Model EICR forms for reporting on the condition of an existing electrical installation can be found in Appendix 6 of BS 7671:2018+AMD1:2020. These can be downloaded from the IET website. Further guidance on inspection and testing can be found in Guidance on maintaining electrical equipment can be found in the IET Code of Practice for In-service Inspection and Testing of Electrical Equipment.

Andy Betteridge 




 
mapj1 80733779
1925 Posts
not yet, but maybe it will soon if we keep pointing it out.
After all  there is already
  a first errata.     
That cryptic ISBN13 number  ISBN-13: 978-1- 78561-170-4 is the same as the one in the regs by the way,
so now it is really referring to our friend  BS7671, just by the ISBN number...doh..
oh there is also
  a delay so they can have another round of meetings. 
someone or something is having an effect it seems.
Sparkingchip 72796851
2272 Posts
Does the legislation actually say that?

Andy Betteridge 
davidwalker2 11856795
126 Posts

I sent a similar letter to my MP, Kwasi Kwateng, Minister of State for Business and Energy, and have just received his reply.  He says that the regulations were prepared following "extensive consultation"  and goes on to say:

"With regard to Para 3, section 4, my reading of the regulations is that EICRs will now specify if certain remedial work is necessary.  It will be up to the relevant qualified person undergoing the investigation to decide where and sometimes when this work will be necessary.  It will be up to the local housing authority decide (sic) if a private landlord is in breach of the duty this imposes, and not all the recommendations typically contained in an EICR will be classified as necessary remedial actions."

He also adds that he will pass the letter to the Minister for Housing, Communities and Local Government  for confirmation.

David
Chris Pearson 11001208764
1378 Posts

Chris Pearson:
Here is my letter to my MP - hope it is not too late!

I received a reply today.

"Dear Chris
 
Many thanks for your email and for sending through the attached document – please don’t worry about it being ‘lengthy and technical’!
 
I will write to the Minister to share your concerns direct, and I will write to you again when I receive a response.
 
Thank you again for taking the time to contact me about this.
 
Kind regards,
 
Caroline"
 
Sparkingchip 72796851
2272 Posts
It is, whether the landlords at the lower end of the market are on the ball is another matter.

Andy Betteridge 
Chris Pearson 11001208764
1378 Posts

Sparkingchip:
There is no denying that there is a huge number of private rented houses and flats that need some significant upgrading that is long overdue. 

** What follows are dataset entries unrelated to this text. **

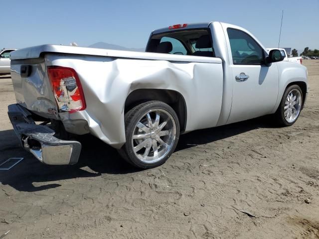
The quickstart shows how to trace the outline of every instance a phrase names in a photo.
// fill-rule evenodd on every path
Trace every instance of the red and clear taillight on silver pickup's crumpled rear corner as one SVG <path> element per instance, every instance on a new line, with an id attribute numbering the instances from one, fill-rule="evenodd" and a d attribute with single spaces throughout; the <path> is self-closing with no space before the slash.
<path id="1" fill-rule="evenodd" d="M 70 113 L 85 110 L 82 85 L 75 70 L 62 66 L 48 66 L 47 69 L 59 109 Z"/>

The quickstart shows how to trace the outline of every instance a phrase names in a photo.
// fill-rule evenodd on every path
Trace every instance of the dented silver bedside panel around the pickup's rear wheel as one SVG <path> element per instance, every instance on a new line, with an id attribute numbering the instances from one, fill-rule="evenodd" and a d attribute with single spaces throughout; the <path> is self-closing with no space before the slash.
<path id="1" fill-rule="evenodd" d="M 75 69 L 83 87 L 87 109 L 60 113 L 61 119 L 85 119 L 92 134 L 116 148 L 125 143 L 126 98 L 138 89 L 179 92 L 186 104 L 186 132 L 215 126 L 220 115 L 223 70 L 217 58 L 217 63 L 199 63 L 47 54 L 46 60 Z"/>

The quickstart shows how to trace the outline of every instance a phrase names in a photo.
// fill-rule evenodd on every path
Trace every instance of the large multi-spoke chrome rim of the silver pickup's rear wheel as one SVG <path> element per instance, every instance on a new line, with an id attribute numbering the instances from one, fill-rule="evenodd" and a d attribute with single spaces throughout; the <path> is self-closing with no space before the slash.
<path id="1" fill-rule="evenodd" d="M 135 125 L 132 147 L 140 161 L 155 163 L 169 153 L 175 139 L 176 122 L 173 117 L 163 109 L 153 109 Z"/>

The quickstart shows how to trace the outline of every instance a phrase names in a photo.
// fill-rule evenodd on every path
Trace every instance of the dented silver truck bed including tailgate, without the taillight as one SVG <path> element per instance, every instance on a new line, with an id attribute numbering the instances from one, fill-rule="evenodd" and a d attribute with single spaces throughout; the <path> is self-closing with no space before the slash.
<path id="1" fill-rule="evenodd" d="M 30 74 L 22 73 L 24 66 L 31 69 Z M 75 70 L 85 110 L 69 113 L 58 109 L 48 66 Z M 136 90 L 181 94 L 187 105 L 184 131 L 215 126 L 222 105 L 220 58 L 42 45 L 13 52 L 11 76 L 19 105 L 41 117 L 61 120 L 68 132 L 91 133 L 116 148 L 125 142 L 124 108 Z M 203 103 L 208 108 L 198 107 Z"/>

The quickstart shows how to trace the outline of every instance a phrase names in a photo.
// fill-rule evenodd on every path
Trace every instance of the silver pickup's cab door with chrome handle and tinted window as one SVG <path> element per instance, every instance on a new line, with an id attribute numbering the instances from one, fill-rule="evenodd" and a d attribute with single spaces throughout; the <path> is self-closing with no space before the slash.
<path id="1" fill-rule="evenodd" d="M 278 96 L 277 63 L 264 64 L 264 49 L 248 33 L 227 28 L 233 99 L 227 123 L 270 114 Z"/>

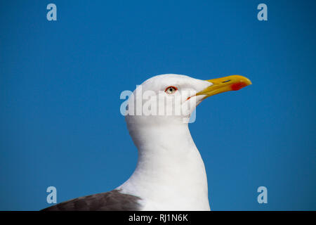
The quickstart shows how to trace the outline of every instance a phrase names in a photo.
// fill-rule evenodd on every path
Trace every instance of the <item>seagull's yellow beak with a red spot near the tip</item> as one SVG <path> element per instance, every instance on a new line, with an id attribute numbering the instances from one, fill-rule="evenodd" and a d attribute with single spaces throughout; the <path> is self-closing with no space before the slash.
<path id="1" fill-rule="evenodd" d="M 197 96 L 205 95 L 205 98 L 207 98 L 226 91 L 237 91 L 251 84 L 248 78 L 239 75 L 209 79 L 207 82 L 211 82 L 213 85 L 208 86 L 203 91 L 199 91 Z"/>

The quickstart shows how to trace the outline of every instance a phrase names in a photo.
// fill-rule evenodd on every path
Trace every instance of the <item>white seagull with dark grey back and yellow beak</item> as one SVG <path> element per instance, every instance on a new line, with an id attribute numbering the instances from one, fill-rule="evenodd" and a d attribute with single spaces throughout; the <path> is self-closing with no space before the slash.
<path id="1" fill-rule="evenodd" d="M 209 211 L 204 162 L 188 127 L 205 98 L 251 84 L 240 75 L 201 80 L 157 75 L 136 87 L 124 112 L 138 148 L 131 177 L 113 191 L 68 200 L 44 211 Z"/>

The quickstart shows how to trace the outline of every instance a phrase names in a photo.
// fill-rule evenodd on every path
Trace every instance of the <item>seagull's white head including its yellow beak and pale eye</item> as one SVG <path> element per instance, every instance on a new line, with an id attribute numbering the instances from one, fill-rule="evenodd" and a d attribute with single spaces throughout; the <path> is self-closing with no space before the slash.
<path id="1" fill-rule="evenodd" d="M 191 113 L 205 98 L 237 91 L 251 84 L 240 75 L 202 80 L 185 75 L 157 75 L 136 87 L 129 97 L 128 124 L 187 123 Z"/>

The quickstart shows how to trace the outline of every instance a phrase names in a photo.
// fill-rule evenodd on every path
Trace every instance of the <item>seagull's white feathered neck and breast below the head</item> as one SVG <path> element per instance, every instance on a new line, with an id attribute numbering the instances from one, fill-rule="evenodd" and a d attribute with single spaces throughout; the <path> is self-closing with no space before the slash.
<path id="1" fill-rule="evenodd" d="M 209 210 L 204 162 L 187 124 L 129 127 L 129 131 L 138 148 L 138 163 L 133 175 L 120 187 L 123 191 L 154 198 L 155 203 L 170 201 L 171 206 L 174 198 L 185 196 L 186 206 L 201 205 L 201 210 Z"/>

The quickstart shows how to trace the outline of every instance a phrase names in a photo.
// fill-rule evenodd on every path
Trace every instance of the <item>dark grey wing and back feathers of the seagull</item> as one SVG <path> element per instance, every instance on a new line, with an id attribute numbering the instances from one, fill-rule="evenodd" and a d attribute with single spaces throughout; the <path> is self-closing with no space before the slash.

Isn't that exactly the point?
Sparkingchip 72796851
2272 Posts
There is no denying that there is a huge number of private rented houses and flats that need some significant upgrading that is long overdue. 

The next eighteen months is potentially going to be a busy time for builders, maintenance guys, plumbers, window and insulation installers as well as electricians.

I had a look at the Energy Performance Certificate online for that flat and it's not just new storage heaters it needs.

I have done a lot of work for this landlord over the last ten years and when we have tidied flats up I made a point of replacing all the lighting with LED. This flat was tidied up eighteen months ago, but someone else did the electrical work as I was too busy,  the landlord commented this morning that the flat did not even get five stars on the EPC for low energy lighting as the other electrician didn't swap the lighting to LED.

Five stars for low energy lighting is not hard to achieve,  but it didn't happen here.

The EPC gives the estimated electric bills for this one bed flat as three years as over £7500 and says it could potentially be brought down to £3500. The performance rating is about as bad as it gets.

So a major refurbishment with new storage heaters and a satisfactory EICR in the next eighteen months are required to be able rent the flat out legally.  Otherwise it has to stay empty or be sold to an owner occupier. 

Andy Betteridge 
 
whjohnson 11001209847
290 Posts
Always follow the money - especially when new legislation is driven primarily by lobby groups or 'stakeholder's.
Nothing to do with enhanced electrical safety, just the money.